The objective is to share updates on accomplishments, challenges and gaps, strengths and best practices, and lessons learned on three (3) key areas: building collaboration among multi-stakeholders and institutionalization of the CBD program; addressing human rights violations; and human rights education, capacity building and advocacy.
The activity was well attended with 70 participants from Luzon island including representatives from partner institutions at the national level (CHR, PNP, AFP, ALG, PAHRA, HSF).
CHR PAO’s Division Chief, Atty. Raymund Rosuelo gave the opening remarks and welcomed the participants to the virtual conference.
The conference was a good opportunity to learn from the partners on their CBD activities and stakeholders involved on the ground. It is worthy to note that the partners find the CBD an effective tool/mechanism to address human rights issues and concerns at the localities in a judicious manner.

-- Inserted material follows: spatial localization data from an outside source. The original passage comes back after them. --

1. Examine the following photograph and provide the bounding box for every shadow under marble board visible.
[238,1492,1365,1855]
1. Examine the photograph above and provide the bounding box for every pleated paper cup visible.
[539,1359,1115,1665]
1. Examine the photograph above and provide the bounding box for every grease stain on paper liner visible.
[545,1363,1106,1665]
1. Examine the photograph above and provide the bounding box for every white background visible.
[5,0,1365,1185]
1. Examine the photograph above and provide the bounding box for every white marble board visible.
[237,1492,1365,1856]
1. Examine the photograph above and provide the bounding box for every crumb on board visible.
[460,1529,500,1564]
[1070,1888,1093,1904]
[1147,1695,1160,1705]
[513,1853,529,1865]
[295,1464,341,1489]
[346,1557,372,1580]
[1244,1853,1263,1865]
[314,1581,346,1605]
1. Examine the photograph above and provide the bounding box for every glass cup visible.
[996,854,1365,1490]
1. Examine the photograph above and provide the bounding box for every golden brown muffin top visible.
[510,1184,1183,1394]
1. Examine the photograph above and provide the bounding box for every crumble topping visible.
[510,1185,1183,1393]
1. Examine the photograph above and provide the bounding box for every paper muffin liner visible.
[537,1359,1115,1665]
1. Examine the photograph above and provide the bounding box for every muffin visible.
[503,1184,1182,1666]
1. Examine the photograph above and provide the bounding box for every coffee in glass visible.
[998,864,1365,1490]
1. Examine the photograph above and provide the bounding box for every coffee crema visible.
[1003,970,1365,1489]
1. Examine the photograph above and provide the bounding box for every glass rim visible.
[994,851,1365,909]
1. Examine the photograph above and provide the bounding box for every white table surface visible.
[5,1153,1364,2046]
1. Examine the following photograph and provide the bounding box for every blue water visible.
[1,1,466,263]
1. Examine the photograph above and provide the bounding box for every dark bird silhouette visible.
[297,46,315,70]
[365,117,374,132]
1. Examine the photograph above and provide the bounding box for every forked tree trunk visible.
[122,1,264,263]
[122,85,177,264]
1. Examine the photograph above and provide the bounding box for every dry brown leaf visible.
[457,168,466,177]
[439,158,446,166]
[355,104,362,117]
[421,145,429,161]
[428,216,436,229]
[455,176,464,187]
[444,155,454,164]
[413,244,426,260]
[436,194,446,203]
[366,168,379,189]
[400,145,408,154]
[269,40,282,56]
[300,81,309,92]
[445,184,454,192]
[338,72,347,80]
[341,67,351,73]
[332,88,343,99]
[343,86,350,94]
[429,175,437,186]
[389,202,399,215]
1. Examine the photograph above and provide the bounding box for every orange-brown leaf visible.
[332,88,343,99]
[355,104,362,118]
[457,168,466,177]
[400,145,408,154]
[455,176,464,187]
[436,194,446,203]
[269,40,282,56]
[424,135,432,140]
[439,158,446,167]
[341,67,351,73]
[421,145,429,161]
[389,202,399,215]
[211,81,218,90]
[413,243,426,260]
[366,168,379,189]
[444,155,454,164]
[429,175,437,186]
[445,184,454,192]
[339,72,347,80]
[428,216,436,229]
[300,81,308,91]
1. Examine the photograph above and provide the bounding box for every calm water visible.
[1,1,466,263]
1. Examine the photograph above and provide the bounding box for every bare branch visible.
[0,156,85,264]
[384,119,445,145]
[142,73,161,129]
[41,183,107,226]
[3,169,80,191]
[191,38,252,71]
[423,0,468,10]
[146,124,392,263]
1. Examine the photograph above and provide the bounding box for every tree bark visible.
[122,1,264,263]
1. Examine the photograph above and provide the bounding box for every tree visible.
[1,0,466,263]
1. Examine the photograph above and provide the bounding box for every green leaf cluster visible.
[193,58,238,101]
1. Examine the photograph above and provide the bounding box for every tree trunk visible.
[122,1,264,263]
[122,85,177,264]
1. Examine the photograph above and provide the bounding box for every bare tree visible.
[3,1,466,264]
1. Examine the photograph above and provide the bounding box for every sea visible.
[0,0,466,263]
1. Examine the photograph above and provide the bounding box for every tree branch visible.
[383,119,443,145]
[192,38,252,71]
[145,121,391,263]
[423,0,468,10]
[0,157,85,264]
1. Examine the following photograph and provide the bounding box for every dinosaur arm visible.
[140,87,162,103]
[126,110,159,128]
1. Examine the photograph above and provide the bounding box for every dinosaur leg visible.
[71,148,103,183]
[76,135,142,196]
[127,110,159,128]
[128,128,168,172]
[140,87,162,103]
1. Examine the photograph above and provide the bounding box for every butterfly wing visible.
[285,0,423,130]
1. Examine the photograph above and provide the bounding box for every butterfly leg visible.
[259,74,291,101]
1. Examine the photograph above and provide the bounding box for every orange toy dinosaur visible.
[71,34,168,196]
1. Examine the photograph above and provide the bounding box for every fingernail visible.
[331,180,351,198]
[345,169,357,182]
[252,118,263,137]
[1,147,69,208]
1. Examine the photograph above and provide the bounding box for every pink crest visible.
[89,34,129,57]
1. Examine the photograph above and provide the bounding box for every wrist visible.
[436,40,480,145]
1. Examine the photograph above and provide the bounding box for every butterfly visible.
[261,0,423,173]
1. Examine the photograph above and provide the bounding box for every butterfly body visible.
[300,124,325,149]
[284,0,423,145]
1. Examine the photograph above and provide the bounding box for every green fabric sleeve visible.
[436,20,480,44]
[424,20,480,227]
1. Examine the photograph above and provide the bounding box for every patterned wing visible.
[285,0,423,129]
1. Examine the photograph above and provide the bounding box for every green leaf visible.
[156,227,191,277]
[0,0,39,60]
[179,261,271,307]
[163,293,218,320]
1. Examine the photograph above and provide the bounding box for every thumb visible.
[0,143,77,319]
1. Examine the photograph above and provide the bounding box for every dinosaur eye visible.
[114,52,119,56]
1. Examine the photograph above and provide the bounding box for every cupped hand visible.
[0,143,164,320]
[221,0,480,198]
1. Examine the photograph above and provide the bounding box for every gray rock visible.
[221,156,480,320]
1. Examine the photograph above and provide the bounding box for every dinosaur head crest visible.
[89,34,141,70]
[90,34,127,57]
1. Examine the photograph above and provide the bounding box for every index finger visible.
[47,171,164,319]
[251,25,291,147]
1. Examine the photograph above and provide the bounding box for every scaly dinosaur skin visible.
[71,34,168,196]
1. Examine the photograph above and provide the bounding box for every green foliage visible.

In terms of achievements, strengths and best practices, they stated the following: strengthened ties with CSOs, POs, LGUs as well as the AFP and PNP; improved relations with duty-bearers; effectively recognized the importance of collaborative effort in resolving human rights abuses and violations; listened to the sentiments of every sector of society and devise an action plan from it; human rights issues are being addressed early on and assessments help craft policies and recommendations to mitigate and respond to emerging crises; conduct of CBDs and resolution of issues (civil, political, economic, cultural & social rights); conduct of human rights orientation/education/training programs; hosting barangay-level dialogues; participation in Regional Development Council (RDC) sectoral and support committees (RDC Resolution No. IV-A-165-2018 – Institutionalization of the Conduct of CBD Sessions); information dissemination (hotlines, social media); local and international networking/ alliance-building (cooperation with academe on human rights education/extension program; partnerships with concerned stakeholders/sectors); volunteerism; maintaining/sustaining rapport with police/military command officers; strong/reliable relationship with LGUs and national government agencies; successful collaborative efforts with multi-stakeholders through the CBDs; CBDs are used as preventive mechanism against commission of HRVs and bridge the gap between the community and government offices; timely and relevant topics of CBD sessions; Community Support Program of AFP; active participation in CBD program by different agencies; openness and respect for each sector is reached; constant collaboration and coordination with stakeholders; human rights module is incorporated in curriculum of security sector’s training; issuance of policy advisories; Human Rights desk in police stations; monitoring of HRVs committed by AFP/PNP personnel.
As to challenges and gaps, the following were observed: limited engagements/low turnout of participants due to COVID-19 health pandemic/fear of exposure; negative perception on human rights; target participants are hesitant to join online activities; fast turnover of military personnel; maintaining regular membership in core groups affecting coordination and continuity of projects/inconsistent representation; failure to report HRV due to fear of retaliation; uncooperative stakeholders; inaccessibility of CHR in obtaining some documents; timely actions to human rights issues and concerns; immediate documentation and proper recording of HRV cases and conference with concerned people; funding source; suspicion against CSOs by LGU/ community; communication gap; misinterpretations on issue of “red-tagging;” lack of feedback mechanism in monitoring the impact of CBD; some community members are suspicious of uniformed personnel.
With respect to lessons learned and recommendations, they stressed the following: the CBD program is an effective tool in checking the human rights situation; it is a medium where pressing issues can be traced and resolved; sustain CBD/broader participation of concerned sectors (VAW Desk Officers, LGU); develop appropriate IEC materials; continuous capacity-building of CBD core group; funding for regular and special meetings of CBD core group; intensify information/education campaign; provide a preventive mechanism to combat cases of HRVs; raise awareness about CBDs and continuous engagement among stakeholders as human rights are evolving; local legislators, Center for Human Rights Education (CHRE) and Barangay Human Rights Action Center (BHRAC) play an important role in the conduct of CBDs; there should be a standardized referral form that would contain all the important information; conduct FGDs with participants once a year to verify the impact of the CBDs; enter MOA/MOU with stakeholders; synchronization of plans and efforts among government agencies; institutionalization of CBD program; diligent filing of appropriate cases in court is a must in addressing HRVs; open communication is a must in addressing HRVs; institutionalize HRAC and CBD thru an ordinance by the Sangguniang Bayan; inclusion of human rights education in curriculum of academic institutions through CHED and DepEd.
After the open forum, CHR-V Regional Director, Atty. Arlene Alangco delivered the closing remarks.